Observability Part1— Demystifying MELT Telemetry Data: Metrics, Events, Logs, Traces
To have a better observability in our system, the first step is to gather performance data. In this article, we will try to understand the four key telemetry data types which we rely on to gain insights into system performance. The acronym that encapsulates these data types is MELT, which stands for Metrics, Events, Logs, and Traces. We will explore each of these telemetry data types using a flight reservation system as an example.
Metrics are aggregated numbers calculated by observing events over a period of time. They provide us a high-level summary of what is happening in our system. Think of metrics as the big picture view.
In our flight reservation system example, a metric could be the average booking time for flights over the last hour. This metric is calculated by observing the start and end times of flight bookings during that time period.
Events are distinct actions occurring at a specific moment in time. They capture discrete occurrences in our system. An event contains information such as a timestamp and relevant details about the action.
When we are purchasing a flight ticket, that purchase transaction is an event. It includes essential information like the timestamp of the purchase, the ticket price, the source, and the destination. Another event might be a flight search for a specific route and date. Events provide valuable insights into what specific actions took place within your system at a particular point in time.

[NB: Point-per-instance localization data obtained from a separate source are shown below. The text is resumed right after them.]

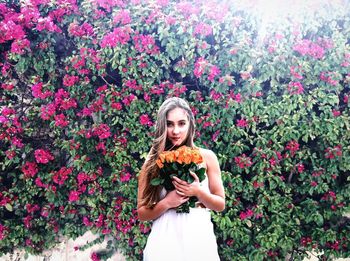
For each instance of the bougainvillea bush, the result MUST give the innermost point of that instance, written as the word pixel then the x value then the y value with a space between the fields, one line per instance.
pixel 81 82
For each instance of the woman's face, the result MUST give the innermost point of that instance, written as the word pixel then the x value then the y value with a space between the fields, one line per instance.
pixel 177 126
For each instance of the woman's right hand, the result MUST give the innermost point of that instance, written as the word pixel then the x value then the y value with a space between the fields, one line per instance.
pixel 173 199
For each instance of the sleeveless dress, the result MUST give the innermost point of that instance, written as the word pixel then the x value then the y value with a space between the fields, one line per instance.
pixel 182 236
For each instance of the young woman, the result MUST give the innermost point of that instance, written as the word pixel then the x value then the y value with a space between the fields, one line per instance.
pixel 179 236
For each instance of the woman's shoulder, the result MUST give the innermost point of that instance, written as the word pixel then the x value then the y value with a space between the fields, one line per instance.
pixel 207 154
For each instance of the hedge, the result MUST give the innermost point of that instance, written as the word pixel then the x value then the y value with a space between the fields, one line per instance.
pixel 81 82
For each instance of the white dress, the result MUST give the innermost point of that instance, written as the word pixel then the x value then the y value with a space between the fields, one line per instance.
pixel 182 236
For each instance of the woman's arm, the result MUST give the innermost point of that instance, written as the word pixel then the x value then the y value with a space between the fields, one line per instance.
pixel 215 198
pixel 171 200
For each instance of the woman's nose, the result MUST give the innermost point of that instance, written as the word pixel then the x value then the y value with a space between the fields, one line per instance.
pixel 176 130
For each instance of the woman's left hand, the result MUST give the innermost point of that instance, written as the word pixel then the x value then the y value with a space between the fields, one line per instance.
pixel 187 189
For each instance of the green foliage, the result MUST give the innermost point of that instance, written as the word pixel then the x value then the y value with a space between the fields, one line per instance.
pixel 81 83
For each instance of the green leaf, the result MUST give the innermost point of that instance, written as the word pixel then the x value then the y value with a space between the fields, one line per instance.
pixel 9 207
pixel 157 181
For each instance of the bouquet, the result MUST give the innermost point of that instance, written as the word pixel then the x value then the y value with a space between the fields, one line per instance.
pixel 179 163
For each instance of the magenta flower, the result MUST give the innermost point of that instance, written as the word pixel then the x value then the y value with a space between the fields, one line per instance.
pixel 145 120
pixel 300 167
pixel 125 177
pixel 19 46
pixel 73 196
pixel 122 17
pixel 120 35
pixel 214 71
pixel 60 120
pixel 242 123
pixel 243 161
pixel 295 88
pixel 102 131
pixel 199 67
pixel 30 169
pixel 70 80
pixel 47 111
pixel 38 93
pixel 247 214
pixel 60 176
pixel 87 222
pixel 43 156
pixel 293 146
pixel 203 29
pixel 3 230
pixel 95 257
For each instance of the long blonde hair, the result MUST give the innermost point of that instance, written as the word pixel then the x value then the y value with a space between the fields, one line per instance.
pixel 150 170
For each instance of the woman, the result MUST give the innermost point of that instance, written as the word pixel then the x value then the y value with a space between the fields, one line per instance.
pixel 179 236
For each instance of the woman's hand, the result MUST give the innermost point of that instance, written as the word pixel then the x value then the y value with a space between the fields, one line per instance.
pixel 187 189
pixel 174 199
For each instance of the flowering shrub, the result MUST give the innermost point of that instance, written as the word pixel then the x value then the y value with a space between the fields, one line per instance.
pixel 80 85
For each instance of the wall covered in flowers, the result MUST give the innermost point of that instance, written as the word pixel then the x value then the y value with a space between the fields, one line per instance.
pixel 80 84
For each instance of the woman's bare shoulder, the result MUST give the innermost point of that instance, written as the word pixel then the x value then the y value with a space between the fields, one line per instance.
pixel 207 154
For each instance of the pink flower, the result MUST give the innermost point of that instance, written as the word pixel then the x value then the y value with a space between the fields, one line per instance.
pixel 19 46
pixel 47 111
pixel 3 230
pixel 300 167
pixel 119 35
pixel 10 154
pixel 145 44
pixel 145 120
pixel 43 156
pixel 60 176
pixel 313 184
pixel 73 196
pixel 243 161
pixel 245 75
pixel 334 152
pixel 242 123
pixel 95 257
pixel 70 80
pixel 214 71
pixel 336 113
pixel 87 222
pixel 30 169
pixel 203 29
pixel 60 120
pixel 247 214
pixel 307 47
pixel 38 93
pixel 7 87
pixel 102 131
pixel 125 177
pixel 27 221
pixel 295 88
pixel 117 105
pixel 292 146
pixel 294 72
pixel 122 17
pixel 199 67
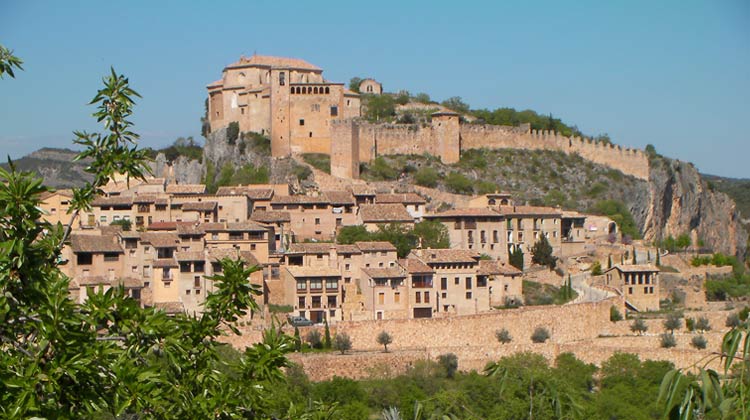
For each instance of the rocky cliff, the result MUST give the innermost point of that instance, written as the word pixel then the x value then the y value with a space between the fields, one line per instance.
pixel 681 201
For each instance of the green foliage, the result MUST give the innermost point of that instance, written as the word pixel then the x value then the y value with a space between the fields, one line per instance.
pixel 615 314
pixel 126 224
pixel 449 363
pixel 639 326
pixel 540 335
pixel 320 161
pixel 233 132
pixel 342 342
pixel 619 213
pixel 503 336
pixel 457 104
pixel 458 183
pixel 8 61
pixel 515 258
pixel 427 177
pixel 672 322
pixel 541 253
pixel 596 269
pixel 384 339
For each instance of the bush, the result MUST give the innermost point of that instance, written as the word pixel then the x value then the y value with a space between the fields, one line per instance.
pixel 384 339
pixel 540 335
pixel 458 183
pixel 673 322
pixel 503 336
pixel 596 269
pixel 342 343
pixel 427 177
pixel 449 363
pixel 233 132
pixel 699 342
pixel 639 326
pixel 314 339
pixel 668 341
pixel 614 314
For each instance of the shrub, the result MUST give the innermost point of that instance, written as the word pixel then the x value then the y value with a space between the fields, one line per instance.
pixel 596 269
pixel 540 335
pixel 673 322
pixel 668 341
pixel 733 321
pixel 314 339
pixel 458 183
pixel 427 177
pixel 639 326
pixel 699 342
pixel 703 324
pixel 503 336
pixel 384 339
pixel 449 363
pixel 233 132
pixel 614 314
pixel 342 343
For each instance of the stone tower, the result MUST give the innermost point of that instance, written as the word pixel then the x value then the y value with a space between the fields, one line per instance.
pixel 280 113
pixel 345 149
pixel 446 136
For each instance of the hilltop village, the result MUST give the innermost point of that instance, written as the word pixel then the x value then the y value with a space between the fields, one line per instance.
pixel 163 240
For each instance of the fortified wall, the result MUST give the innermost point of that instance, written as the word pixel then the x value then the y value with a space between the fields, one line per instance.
pixel 356 141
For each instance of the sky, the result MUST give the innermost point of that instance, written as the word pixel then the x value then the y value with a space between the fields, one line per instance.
pixel 675 74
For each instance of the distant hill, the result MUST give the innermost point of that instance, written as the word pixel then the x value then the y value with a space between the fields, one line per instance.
pixel 56 166
pixel 738 189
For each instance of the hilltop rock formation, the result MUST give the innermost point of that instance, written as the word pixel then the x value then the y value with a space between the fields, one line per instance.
pixel 681 202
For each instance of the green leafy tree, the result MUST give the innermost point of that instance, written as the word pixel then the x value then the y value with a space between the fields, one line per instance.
pixel 639 326
pixel 108 357
pixel 8 61
pixel 541 253
pixel 342 343
pixel 503 336
pixel 384 339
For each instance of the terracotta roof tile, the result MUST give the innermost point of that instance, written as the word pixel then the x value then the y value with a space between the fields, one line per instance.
pixel 384 213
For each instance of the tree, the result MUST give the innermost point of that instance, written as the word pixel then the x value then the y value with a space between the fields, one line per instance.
pixel 8 61
pixel 614 314
pixel 667 340
pixel 515 258
pixel 540 335
pixel 639 326
pixel 342 343
pixel 503 336
pixel 699 342
pixel 449 363
pixel 126 224
pixel 541 253
pixel 354 83
pixel 314 339
pixel 672 322
pixel 427 176
pixel 384 339
pixel 108 357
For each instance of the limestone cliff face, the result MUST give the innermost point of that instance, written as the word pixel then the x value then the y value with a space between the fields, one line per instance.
pixel 681 202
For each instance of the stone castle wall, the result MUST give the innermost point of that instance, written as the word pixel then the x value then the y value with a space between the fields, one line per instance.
pixel 435 139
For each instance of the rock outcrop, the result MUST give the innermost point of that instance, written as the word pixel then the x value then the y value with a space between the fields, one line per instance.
pixel 681 202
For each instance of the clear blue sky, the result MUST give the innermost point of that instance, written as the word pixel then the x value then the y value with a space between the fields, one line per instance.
pixel 675 74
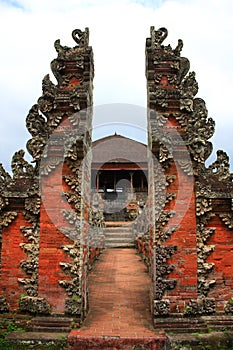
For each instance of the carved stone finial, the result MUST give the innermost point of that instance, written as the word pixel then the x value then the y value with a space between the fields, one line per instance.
pixel 178 48
pixel 157 36
pixel 81 37
pixel 221 167
pixel 20 167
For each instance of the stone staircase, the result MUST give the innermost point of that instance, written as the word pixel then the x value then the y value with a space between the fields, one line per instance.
pixel 119 235
pixel 48 332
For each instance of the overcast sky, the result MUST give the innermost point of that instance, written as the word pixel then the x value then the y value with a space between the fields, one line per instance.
pixel 118 30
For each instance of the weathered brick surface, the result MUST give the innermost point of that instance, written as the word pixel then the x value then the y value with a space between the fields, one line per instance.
pixel 11 256
pixel 119 314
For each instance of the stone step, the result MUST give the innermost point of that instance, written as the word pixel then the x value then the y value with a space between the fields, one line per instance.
pixel 118 234
pixel 158 342
pixel 37 340
pixel 51 324
pixel 119 245
pixel 119 239
pixel 180 325
pixel 118 231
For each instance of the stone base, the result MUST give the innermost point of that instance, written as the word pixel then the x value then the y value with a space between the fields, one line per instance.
pixel 201 324
pixel 75 342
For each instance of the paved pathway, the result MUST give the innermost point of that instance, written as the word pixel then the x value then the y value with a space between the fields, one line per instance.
pixel 118 296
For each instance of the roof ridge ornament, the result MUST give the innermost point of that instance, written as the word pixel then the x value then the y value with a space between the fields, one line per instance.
pixel 81 37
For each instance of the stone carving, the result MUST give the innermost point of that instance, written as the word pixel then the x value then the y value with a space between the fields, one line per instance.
pixel 73 306
pixel 203 206
pixel 162 233
pixel 34 306
pixel 221 167
pixel 5 178
pixel 189 86
pixel 199 130
pixel 163 253
pixel 161 307
pixel 73 270
pixel 20 167
pixel 3 305
pixel 81 37
pixel 157 37
pixel 204 268
pixel 186 166
pixel 30 265
pixel 37 126
pixel 49 164
pixel 201 306
pixel 227 218
pixel 229 307
pixel 6 218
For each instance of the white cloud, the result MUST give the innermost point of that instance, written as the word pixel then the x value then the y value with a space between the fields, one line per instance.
pixel 118 30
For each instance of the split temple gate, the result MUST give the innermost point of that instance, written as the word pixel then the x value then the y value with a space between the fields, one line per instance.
pixel 52 229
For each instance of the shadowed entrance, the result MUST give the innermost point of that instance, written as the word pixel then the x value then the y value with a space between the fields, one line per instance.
pixel 119 288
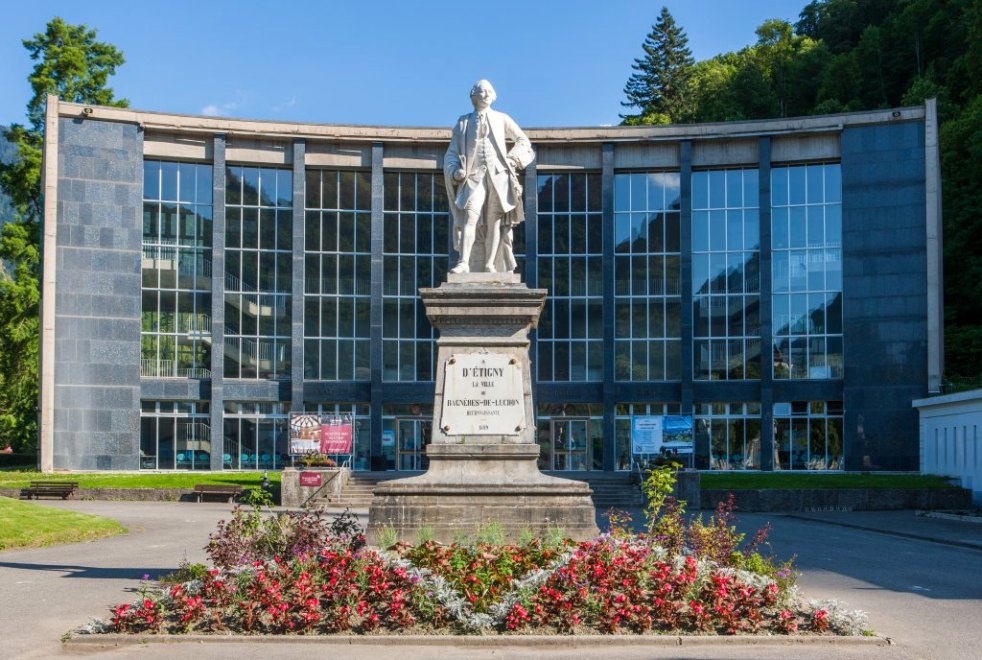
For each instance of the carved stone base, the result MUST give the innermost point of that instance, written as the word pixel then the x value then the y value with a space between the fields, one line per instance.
pixel 470 486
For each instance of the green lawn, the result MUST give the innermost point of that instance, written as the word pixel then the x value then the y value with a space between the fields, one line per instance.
pixel 30 525
pixel 737 480
pixel 183 480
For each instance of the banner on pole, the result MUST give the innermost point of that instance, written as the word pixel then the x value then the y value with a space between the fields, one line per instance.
pixel 311 433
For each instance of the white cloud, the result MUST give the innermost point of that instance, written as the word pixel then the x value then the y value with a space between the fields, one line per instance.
pixel 284 106
pixel 223 110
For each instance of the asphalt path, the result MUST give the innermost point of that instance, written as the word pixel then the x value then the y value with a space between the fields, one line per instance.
pixel 925 596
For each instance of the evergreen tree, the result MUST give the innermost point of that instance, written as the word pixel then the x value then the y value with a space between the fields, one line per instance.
pixel 659 88
pixel 75 67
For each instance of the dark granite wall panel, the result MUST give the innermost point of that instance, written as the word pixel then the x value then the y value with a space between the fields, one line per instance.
pixel 97 301
pixel 884 293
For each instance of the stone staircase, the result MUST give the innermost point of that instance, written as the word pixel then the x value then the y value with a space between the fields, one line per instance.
pixel 609 490
pixel 613 491
pixel 357 493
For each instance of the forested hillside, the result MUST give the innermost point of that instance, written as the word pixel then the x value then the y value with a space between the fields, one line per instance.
pixel 845 55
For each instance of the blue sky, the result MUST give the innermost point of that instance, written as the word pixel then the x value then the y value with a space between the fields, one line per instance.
pixel 409 63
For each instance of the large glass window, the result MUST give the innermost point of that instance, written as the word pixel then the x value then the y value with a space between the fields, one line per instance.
pixel 727 436
pixel 622 426
pixel 647 298
pixel 256 435
pixel 406 431
pixel 175 435
pixel 570 436
pixel 337 275
pixel 806 244
pixel 258 272
pixel 361 441
pixel 570 334
pixel 726 275
pixel 808 435
pixel 415 249
pixel 175 339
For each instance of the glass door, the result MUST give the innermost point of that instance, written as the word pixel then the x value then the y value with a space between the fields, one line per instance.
pixel 412 435
pixel 569 440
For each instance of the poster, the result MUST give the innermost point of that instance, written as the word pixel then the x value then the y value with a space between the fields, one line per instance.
pixel 650 434
pixel 311 433
pixel 646 434
pixel 336 432
pixel 677 433
pixel 305 434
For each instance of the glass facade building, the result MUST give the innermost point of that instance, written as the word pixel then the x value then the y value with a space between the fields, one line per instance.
pixel 765 278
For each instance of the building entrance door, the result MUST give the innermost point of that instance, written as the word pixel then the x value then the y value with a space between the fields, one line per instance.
pixel 412 435
pixel 569 443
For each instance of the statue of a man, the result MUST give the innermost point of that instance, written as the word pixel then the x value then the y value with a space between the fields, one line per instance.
pixel 481 174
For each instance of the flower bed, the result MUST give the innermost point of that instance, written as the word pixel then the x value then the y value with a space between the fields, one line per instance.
pixel 299 574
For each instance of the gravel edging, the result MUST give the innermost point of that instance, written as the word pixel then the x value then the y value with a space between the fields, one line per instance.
pixel 484 641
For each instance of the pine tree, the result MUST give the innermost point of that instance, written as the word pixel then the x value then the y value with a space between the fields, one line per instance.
pixel 73 65
pixel 660 86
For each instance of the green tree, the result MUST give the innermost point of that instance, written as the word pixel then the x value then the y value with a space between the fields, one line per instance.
pixel 659 88
pixel 73 65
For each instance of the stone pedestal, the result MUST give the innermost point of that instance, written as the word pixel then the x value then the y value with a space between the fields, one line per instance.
pixel 483 455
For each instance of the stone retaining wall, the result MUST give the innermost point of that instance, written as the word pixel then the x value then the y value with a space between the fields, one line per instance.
pixel 121 494
pixel 839 499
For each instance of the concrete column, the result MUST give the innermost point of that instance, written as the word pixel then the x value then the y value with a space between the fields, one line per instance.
pixel 685 284
pixel 766 308
pixel 49 246
pixel 607 211
pixel 375 316
pixel 297 289
pixel 218 304
pixel 935 270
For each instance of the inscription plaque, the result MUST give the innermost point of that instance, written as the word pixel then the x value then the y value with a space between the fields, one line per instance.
pixel 482 395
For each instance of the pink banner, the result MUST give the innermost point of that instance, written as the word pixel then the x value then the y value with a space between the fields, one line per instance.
pixel 310 479
pixel 336 438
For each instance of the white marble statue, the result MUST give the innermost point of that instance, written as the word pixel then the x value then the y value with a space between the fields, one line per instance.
pixel 481 175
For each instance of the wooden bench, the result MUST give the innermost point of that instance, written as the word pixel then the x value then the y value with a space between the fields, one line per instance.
pixel 229 491
pixel 62 489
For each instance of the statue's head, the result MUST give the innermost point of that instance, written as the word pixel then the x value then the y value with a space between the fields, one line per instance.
pixel 482 94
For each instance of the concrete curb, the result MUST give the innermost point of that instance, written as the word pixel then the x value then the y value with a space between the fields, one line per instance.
pixel 904 535
pixel 974 518
pixel 484 641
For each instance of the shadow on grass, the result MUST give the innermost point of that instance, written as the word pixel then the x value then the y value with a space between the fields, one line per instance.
pixel 92 572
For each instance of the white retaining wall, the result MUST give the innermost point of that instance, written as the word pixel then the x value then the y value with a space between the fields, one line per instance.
pixel 951 438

Logs are like events but with a lot more detail. While an event summarizes an action, logs provide a comprehensive, granular information of that action. One event can generate multiple lines of logs.
Continuing with our flight reservation system, an event could be a successful booking, but the logs associated with it might include every step of the booking process. This could encompass details such as user interactions, server responses, and error messages. Logs are invaluable for troubleshooting and debugging, as they provide a detailed information of what happened during an event.